The focus of Archon's services is the collection and management of delinquent ad valorem taxes, which are local governments' major source of revenue. Software development is the core of Archon’s business model, and utilizes the test-driven development design method. The company's best-known software products are the CivicSource brand of proprietary software, including CivicSource Administrator (for management of property taxes) and CivicSource Auctioneer (for conducting Internet-based tax and foreclosure sales). Archon's first major client, the City of New Orleans, used the company's software and services to host multiple online tax sales. The first of these was the first online tax sale in the Gulf South region, and the first tax sale held in New Orleans, Louisiana, after Hurricane Katrina. New Orleans netted increased revenue in property tax collection over previous sales to date.

==History==
With corporate headquarters in New Orleans, Louisiana, Archon has representatives in states across the U.S. focused on outreach to local governments. Archon was founded in January 2008 by three professionals native to New Orleans, Louisiana. Bryan P. Barrios, chief executive officer, had been working in the legal field, specifically with local tax collections, for 12 years with a law firms in the City of New Orleans at Archon's formation. Barrios has drafted several pieces of legislation for both New Orleans and for the Louisiana State Legislature relative to the area of municipal tax collections, including the provision pertaining to online tax sales in Archon's home state.

Also at the time of formation, Chief Operations Officer Beau L. Button and Chief Technology Officer William D. Sossamon had been working in technology for over 12 years, and had worked on technology projects and contracts with multiple Fortune 500 companies before creating Archon. In 2012, both were named Top Young Entrepreneurs to Watch in New Orleans by Under30CEO.

Archon software and services has been behind multiple online tax sales throughout the State of Louisiana. These were first of its kind in the region, and the first tax sales of any kind post-Katrina.

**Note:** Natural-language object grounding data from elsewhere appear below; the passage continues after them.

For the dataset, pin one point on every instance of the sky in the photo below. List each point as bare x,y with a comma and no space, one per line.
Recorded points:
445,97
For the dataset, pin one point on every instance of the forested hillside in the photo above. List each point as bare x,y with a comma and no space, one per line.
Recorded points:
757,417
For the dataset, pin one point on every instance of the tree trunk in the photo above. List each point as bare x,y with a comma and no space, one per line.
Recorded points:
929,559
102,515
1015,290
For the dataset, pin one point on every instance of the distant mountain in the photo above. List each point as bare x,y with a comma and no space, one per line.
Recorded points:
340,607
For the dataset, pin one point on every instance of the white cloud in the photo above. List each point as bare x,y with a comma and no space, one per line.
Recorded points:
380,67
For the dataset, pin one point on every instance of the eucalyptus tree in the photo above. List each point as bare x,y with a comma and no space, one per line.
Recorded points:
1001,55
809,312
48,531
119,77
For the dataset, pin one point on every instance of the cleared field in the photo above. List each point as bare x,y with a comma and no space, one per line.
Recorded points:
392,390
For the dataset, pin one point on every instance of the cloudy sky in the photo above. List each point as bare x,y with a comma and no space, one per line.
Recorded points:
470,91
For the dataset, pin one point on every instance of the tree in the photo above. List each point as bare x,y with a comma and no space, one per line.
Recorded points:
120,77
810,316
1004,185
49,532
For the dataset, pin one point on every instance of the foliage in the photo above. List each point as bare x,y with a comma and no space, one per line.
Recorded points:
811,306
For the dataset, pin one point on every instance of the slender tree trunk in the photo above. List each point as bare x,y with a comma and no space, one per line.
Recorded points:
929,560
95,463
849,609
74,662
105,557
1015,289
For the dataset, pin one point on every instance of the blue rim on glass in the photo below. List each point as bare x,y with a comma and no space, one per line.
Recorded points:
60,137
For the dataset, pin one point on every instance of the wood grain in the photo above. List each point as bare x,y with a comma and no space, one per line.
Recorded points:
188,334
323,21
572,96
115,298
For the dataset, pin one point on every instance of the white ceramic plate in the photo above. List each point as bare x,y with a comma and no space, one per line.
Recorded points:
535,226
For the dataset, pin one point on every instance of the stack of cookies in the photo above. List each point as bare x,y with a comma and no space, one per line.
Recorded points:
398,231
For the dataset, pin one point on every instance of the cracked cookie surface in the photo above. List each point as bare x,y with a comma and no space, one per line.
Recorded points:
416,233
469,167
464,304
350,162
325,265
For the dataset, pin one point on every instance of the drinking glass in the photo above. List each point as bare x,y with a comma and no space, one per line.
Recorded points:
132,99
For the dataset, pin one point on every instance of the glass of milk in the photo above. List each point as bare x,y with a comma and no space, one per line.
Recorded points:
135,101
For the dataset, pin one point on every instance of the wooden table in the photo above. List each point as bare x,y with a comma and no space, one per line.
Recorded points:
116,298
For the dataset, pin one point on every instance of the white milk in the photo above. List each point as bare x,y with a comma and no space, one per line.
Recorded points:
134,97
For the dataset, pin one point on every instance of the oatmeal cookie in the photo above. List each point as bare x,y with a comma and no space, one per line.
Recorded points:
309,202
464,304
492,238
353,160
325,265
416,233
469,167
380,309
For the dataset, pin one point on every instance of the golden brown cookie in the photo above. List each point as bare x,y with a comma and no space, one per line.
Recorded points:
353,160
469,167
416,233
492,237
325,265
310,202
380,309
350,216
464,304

Archon services also facilitated all the statutory requirements relative to tax sale notifications, certificates and filings. The pre-tax sale collection efforts driven by Archon technology resulted in more timely collections and an increase in revenue for all of its tax sale clients.

The company has approximately 53 employees in its New Orleans headquarters.

==Products==
Archon develops its own software titles and offers a range of products and services; Archon also works with clients to custom-develop software.

===CivicSource Software Suite===
The CivicSource proprietary software suite consists of three primary components (CivicSource Administrator, CivicSource Auctioneer and CivicSource Services) that consolidate every aspect of tax management, tax collection or tax sale. The suite provides governments the ability to search, view and edit taxable properties and owners, provides for digital management of documents associated with the delinquent properties, and provides a platform for online disposition of tax liens, tax deeds, adjudicated and foreclosed properties.

==Corporate==
Archon's headquarters are located in the Central Business District of Downtown New Orleans, on the 17th floor of the New Orleans Exchange Centre.